The 24 participants visited Israel, the West Bank, Egypt, Jordan and Syria, meeting with government officials at each stop. Their reactions to Israel’s recent expulsion of 415 Moslem fundamentalists reflected their new-found insight into the complexities of the Middle East.
The National Council of Churches’ General Secretary Rev. Joan Brown Campbell and its Middle East director, Dale Bishop, both participated in the 24-member delegation.
The NCC is an umbrella group representing 32 Protestant and Orthodox church denominations.
NCC LETTER REFLECTS NEW BALANCE
In a letter to negotiators in the peace talks and to President-elect Bill Clinton shortly after returning, the NCC called on the Palestine Liberation Organization to “unambiguously condemn violent acts by extremists,” and on Israel to “revoke its expulsion of Palestinians.”
The NCC letter also urged direct talks between Israel and the PLO, “thus stripping away the facade of non-recognition.”
The letter contained understanding of the Israeli desire for official Palestinian condemnation of the violence, reflecting a balance that had not generally found its way into NCC statements about Arab-Israeli problems in the past.
“The trip made a big difference in how we’ll approach” a statement about the deportations, said Campbell several days before issuing the letter. She pledged that it would not be “a kneejerk reaction to headlines.”
“NCC’s was a very balanced announcement,” said Avi Granot, the Israeli Embassy’s counselor for church affairs.
He met with representatives of several church groups before they issued statements.
“We appreciate that they are committed and concerned about the peace process. It is not the criticism we are concerned with, but it is when the criticism is off-balance that we start to worry about it,” said Granot.

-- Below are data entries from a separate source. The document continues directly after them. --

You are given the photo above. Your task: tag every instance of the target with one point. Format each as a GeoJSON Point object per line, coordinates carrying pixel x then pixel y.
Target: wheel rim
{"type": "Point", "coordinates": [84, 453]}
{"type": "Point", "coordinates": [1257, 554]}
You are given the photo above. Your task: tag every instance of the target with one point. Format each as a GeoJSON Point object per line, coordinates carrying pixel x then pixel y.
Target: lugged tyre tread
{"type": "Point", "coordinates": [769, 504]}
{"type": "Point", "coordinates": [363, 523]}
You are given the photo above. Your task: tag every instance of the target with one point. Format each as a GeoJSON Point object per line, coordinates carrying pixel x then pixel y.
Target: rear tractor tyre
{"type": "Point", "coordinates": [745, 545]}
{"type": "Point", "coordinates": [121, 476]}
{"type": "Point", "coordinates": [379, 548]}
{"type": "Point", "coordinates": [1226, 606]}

Rabbi A. James Rudin, director of interreligious affairs at the American Jewish Committee, also applauded the fairness of the NCC letter.

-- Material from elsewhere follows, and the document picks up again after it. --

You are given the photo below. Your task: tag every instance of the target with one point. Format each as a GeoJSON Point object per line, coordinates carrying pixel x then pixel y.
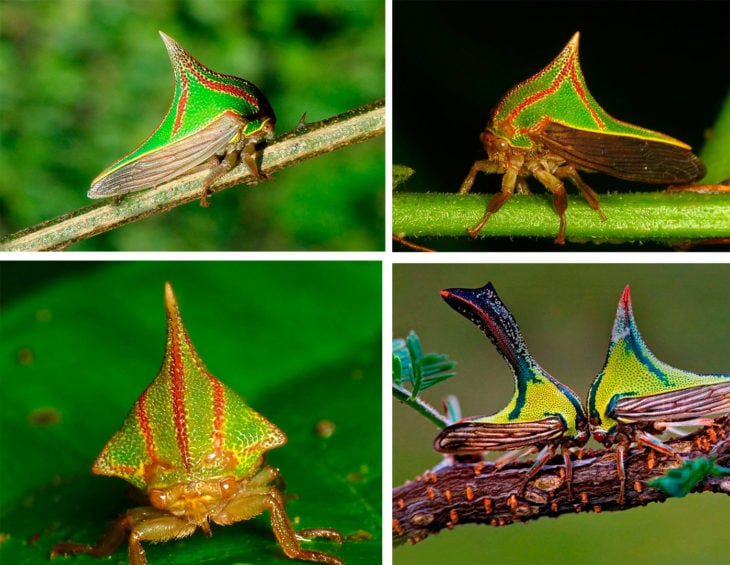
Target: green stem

“There is some clear attempt at balance,” he said. “It’s encouraging to see this, despite the sharp attacks against Israel.”
This country’s 57 million Catholics were represented on the trip by Rev. Raymond Helmick, who was sent by the U.S. Catholic Conference’s Office of International Justice and Peace.
On his return, Helmick said that “Hamas and rejectionist factions are interested in preventing settlement.
“We need to develop a process in which the parties can express their common, practical opposition to the violence. It’s in the interests of the U.S. to promote that.”
The U.S. Catholic Conference opted not to issue an official statement about the expulsions, but referred to the issue in a general fashion in the Christmas statement of Archbishop John Roach, chair of the Catholic Conference’s Committee on International Policy.
“We earnestly pray for a speedy and just conclusion to the Arab-Israeli peace talks,” said his statement. “With close ties to the Jewish community and with our Arab Christian brothers and sisters in the Holy Land, we are eager for the day” when Arabs and Israelis “alike will be able to celebrate without fear.”
The statements from these groups stood in marked contrast to those issued by other Christian groups that did not participate in the trip to the Middle East.
The Geneva-based World Council of Churches was sharply critical of the Israeli action and did not mention the Hamas terrorism that prompted the Israeli move.
Todor Sabev, the WCC’s acting general-secretary, said in a cable sent to Israeli Prime Minister Yitzhak Rabin that “collective punishment is gravely detrimental to the pursuit of peace and severely compromises the continuation of the peace negotiations.”
Perhaps the sharpest criticism of Israel came from Rev. Mark Brown of the Evangelical Lutheran Church in America, which claims more than 5 million members.
Brown, who is also a spokesman for Churches for Middle East Peace, termed the deportations “one of the most inhumane forms of punishment” and “a violation of international law,” citing both the Geneva Convention and the Charter of the Nuremberg Military Tribunal.